I am noticing inconsistent handling of trailing whitespace in Canonical Transforms.

When I use an environment in Azure (server version, the whitespace is automatically removed and data is persisted without it (a trim was applied).

When I use Docker (server version 7.8.10+g834a657dd4c.SNAPSHOT-1), the whitespace is kept and persisted in the data. This causes reference issues, as some data sources send trailing whitespace and others do not, and there are references between them that now no longer match.

This inconsistency concerns me. Is there a way to force trimming the trailing whitespace (like a server config value that is not set by default), or an undocumented expression engine function that could be added to the transform?

This behavior still exists with 7.9 in Docker (build: 7.9.6+gf33b7ec.SNAPSHOT-1).

It looks like 7.9 added trim expression engine functions, but I would prefer not needing to go through all my transforms and adding that, especially since those functions are not in 7.8 and we need to provision our code to both version for now.

@mjlovell when you use local docker how do you load the data files in 7.8/7.9 local docker vs Azure.

In both cases, the file is placed in a Canonical-mapped location (in Azure: the blob store, in Docker: a directory mapped to a docker mount point, which is set as the FileSourceSystem’s rootUrlOverride).

For Azure, SourceFile.syncFile('url to the file in blob store').process()
For Docker, SourceFile.syncAll(); SourceFile.processAll();

In both cases the file contents are loaded. In Azure, trailing whitespace is stripped. In Docker, it is not.

Note, for Azure, we need to use the specific method SourceFile.syncFile, as it appears to be the only one (unless a previous bug was fixed) that correctly reads the contentType from Blob, every other sync method overwrites the contentType with application/octet-stream which will then fail to process. In Docker, all the methods appear to correctly guess a correct contentType of text/csv.

@mjlovell we guess the file content type for docker which is local file system, but when you place files in Azure we assume the contentType set on the backing FileSystem which will be application/octet-stream

I can’t see why would we strip the content in one way and not do it in the other. Might have to check whats different in Azure/ Docker in postgres maybe.
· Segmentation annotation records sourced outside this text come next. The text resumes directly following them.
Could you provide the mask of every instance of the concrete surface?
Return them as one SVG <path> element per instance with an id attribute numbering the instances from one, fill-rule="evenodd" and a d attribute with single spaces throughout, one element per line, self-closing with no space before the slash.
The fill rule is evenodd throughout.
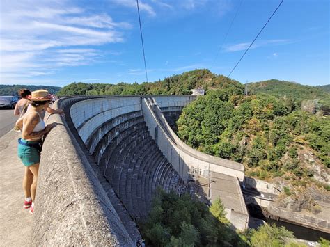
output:
<path id="1" fill-rule="evenodd" d="M 24 167 L 17 155 L 20 133 L 10 130 L 0 138 L 0 246 L 30 246 L 33 215 L 23 209 Z"/>
<path id="2" fill-rule="evenodd" d="M 58 114 L 46 119 L 58 125 L 42 147 L 33 245 L 135 245 L 65 121 Z"/>

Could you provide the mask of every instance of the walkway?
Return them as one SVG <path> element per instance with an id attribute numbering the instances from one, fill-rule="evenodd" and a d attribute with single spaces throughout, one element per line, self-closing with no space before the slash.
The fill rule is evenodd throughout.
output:
<path id="1" fill-rule="evenodd" d="M 17 156 L 19 133 L 10 130 L 0 138 L 0 246 L 30 246 L 33 216 L 23 209 L 24 166 Z"/>

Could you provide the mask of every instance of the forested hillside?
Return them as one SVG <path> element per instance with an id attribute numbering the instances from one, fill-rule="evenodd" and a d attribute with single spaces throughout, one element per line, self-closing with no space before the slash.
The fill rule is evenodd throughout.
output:
<path id="1" fill-rule="evenodd" d="M 52 94 L 57 94 L 61 87 L 52 86 L 35 86 L 35 85 L 0 85 L 0 95 L 19 96 L 18 91 L 22 88 L 27 88 L 31 91 L 38 89 L 45 89 Z"/>
<path id="2" fill-rule="evenodd" d="M 248 88 L 251 94 L 265 93 L 293 99 L 296 108 L 300 108 L 301 104 L 303 106 L 313 104 L 316 111 L 322 109 L 327 111 L 330 108 L 330 93 L 327 92 L 327 85 L 321 88 L 273 79 L 249 83 Z"/>
<path id="3" fill-rule="evenodd" d="M 293 242 L 292 232 L 274 225 L 237 233 L 225 215 L 219 199 L 207 207 L 189 194 L 158 189 L 139 228 L 147 246 L 300 246 Z"/>

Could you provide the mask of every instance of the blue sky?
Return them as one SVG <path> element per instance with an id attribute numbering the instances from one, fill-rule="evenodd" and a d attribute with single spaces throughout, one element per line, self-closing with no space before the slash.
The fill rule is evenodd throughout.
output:
<path id="1" fill-rule="evenodd" d="M 149 81 L 227 76 L 280 1 L 139 1 Z M 1 84 L 146 81 L 136 0 L 0 4 Z M 230 77 L 330 83 L 329 12 L 328 0 L 284 0 Z"/>

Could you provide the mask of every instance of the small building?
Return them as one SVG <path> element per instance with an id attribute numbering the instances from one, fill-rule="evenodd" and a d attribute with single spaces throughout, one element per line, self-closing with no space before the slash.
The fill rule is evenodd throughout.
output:
<path id="1" fill-rule="evenodd" d="M 191 89 L 190 90 L 193 93 L 193 95 L 204 95 L 205 94 L 205 90 L 203 88 L 203 86 Z"/>

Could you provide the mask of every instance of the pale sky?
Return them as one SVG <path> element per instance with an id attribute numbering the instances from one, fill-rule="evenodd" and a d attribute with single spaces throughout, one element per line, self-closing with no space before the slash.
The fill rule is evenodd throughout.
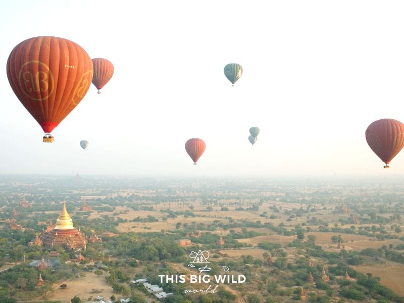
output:
<path id="1" fill-rule="evenodd" d="M 365 131 L 404 122 L 403 15 L 401 1 L 3 1 L 0 173 L 402 174 L 404 151 L 383 169 Z M 6 72 L 14 46 L 43 35 L 115 67 L 53 143 Z M 234 87 L 230 63 L 243 69 Z M 196 166 L 193 137 L 207 145 Z"/>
Do you know at which step is the trimming happening? while persisting in postgres or while transforming.

Lets verify by running

After doing some more testing, I am a bit more concerned.
I was running my Jasmine tests, which start with a string representing the CSV contents, uses ContentValue.fromString and Canonical.readObjs to convert that string to the canonical, then Canonical.transformCanonical to compare the results to the input.

In Docker (7.9), Dev (Azure 7.9), QA (Azure, the result from transformCanonical includes the trailing whitespace. In Production (Azure, same buildRefSpec as QA), it does NOT include the trailing whitespace.

So I made a simple small test file to curl into a canonical. The same file was sent to the 4 above mentioned environments, with the same results as the Jasmine test. Docker, Dev, QA persisted the whitespace from the file. Production stripped out the whitespace. The file sent was identical, and as mentioned Prod and QA are same version and build, so why would one strip out trailing whitespace and the other keep it?

@mjlovell if qa and prod have the same c3 build then it seems unlikely to do with code. Can you create a ticket what the steps you reproduced for qa and prod (could you specify the environment )and we can take a look and try to find the root cause of the issue.